Today in 1977, President Jimmy Carter took an orientation flight from Andrews AFB, MD, to Robins AFB, GA, aboard the E-4A Advanced Airborne Command Post. This was the first time a president had flown on an E-4. The new aircraft was intended to replace EC-135s for survivable command and control of nuclear and armed forces for the National Command Authority and Strategic Air Command. By 1977, it was still in the midst of development, test, and evaluation, with three -A models representing an “interim capability.” After the flight, which the President described as “very sobering,” Carter unexpectedly halted the acquisition of additional E-4s, paring the fleet from 6 to 4 aircraft.
 
 
 
AFLCMC Black History Month Highlight:
First Black Female Fighter Pilot Shawna Rochelle Kimbrell
 
As we celebrate 50 years of F-16 flight this year, the Heritage Hangar begins our annual Black History Month highlights with a feature on the first African American female fighter pilot, Shawna Rochelle Kimbrell, who began her combat career in the F-16 Fighting Falcon (Viper).
 
Born in Lafeyette, Indiana, to parents who’d immigrated to the United States from Guyana, Kimbrell (whose maiden name was Ng-A-Qui) knew from as early as the fourth grade that she wanted to be a fighter pilot.

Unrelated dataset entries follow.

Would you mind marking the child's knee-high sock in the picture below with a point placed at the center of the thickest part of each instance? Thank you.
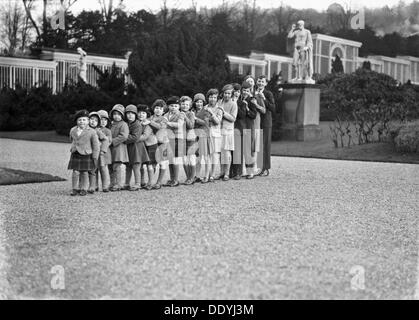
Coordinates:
(150, 170)
(117, 167)
(198, 167)
(186, 167)
(138, 174)
(84, 180)
(207, 167)
(214, 161)
(75, 180)
(162, 172)
(92, 180)
(128, 175)
(104, 175)
(172, 171)
(192, 161)
(227, 163)
(142, 174)
(176, 168)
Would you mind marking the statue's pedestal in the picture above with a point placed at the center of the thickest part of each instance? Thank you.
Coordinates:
(300, 112)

Although born in Indiana, Kimbrell actually grew up in Parker, Colorado, where her father moved the family after earning his doctorate from Purdue University. It was in Colorado that she formed her dream to fly, joined the Colorado Wing of the Civil Air Patrol Cadet Program in the early 1990s, volunteered at air shows, and acquired a private flying license before she’d even gotten her driver’s license. Finally, it was in Colorado that she was accepted to and graduated from the U.S. Air Force Academy.
 
After graduation, Kimbrell started undergraduate pilot training (UPT) in August 1998 at Laughlin AFB near Del Rio, Texas, completing training a year later with a fighter assignment. She then completed her Introduction to Fighter Fundamentals (IFF) course at Randolph AFB, before finishing up F-16 training at Luke AFB in 2000. She accomplished all of this despite being told repeatedly through childhood that she needed a “backup” plan, as there were no women fighter pilots at the time (women were only permitted to fly in combat after an April 28, 1993 order by Secretary of Defense Les Aspin; with the Air Force’s first female fighter pilot, Jeannie M. Leavitt, stepping into an F-15E Strike Eagle later that year). The “backup” plan suggestion was advice that simply made Kimbrell redouble her efforts. As she told the Air Force News in a 2012 article highlighting her career to that point, “I think sometimes you lull yourself into thinking, 'OK, I have that plan, and if it gets hard I'll go to the back-up plan.' If you don't have , you push through.”
 
After training, 1st Lt Kimbrell received her first operational assignment to Misawa Air Base, Japan, where she flew with the 13th Fighter Squadron and deployed between 2001 and 2003 to participate in Operations NORTHERN WATCH and SOUTHERN WATCH. These operations—started on January 1, 1997, following the end of Operation PROVIDE COMFORT, and officially concluded on May 1, 2003—were meant to enforce a no-fly zone over northern and southern Iraq to curtail potential Iraqi aggression after the Gulf War. Kimbrell flew 170 combat hours in F-16s for NORTHERN WATCH, and noted that, “[the] sorties [for Northern Watch] were actually anticlimactic until I recognized that people were actually shooting at us.” In her work on that operation, she became the first black woman to employ ordnance in combat.
 
Kimbrell also served at Kunsan (Korea), Aviano (Italy), Fort Stewart (Georgia), and Nellis AFB (Nevada)—which is where she separated from Active Duty and transitioned to the Air Force Reserve. There, now-Lt Col Kimbrell flew and commanded MQ-9s for the 78th Attack Squadron until her retirement in 2020, following almost 22 years of service.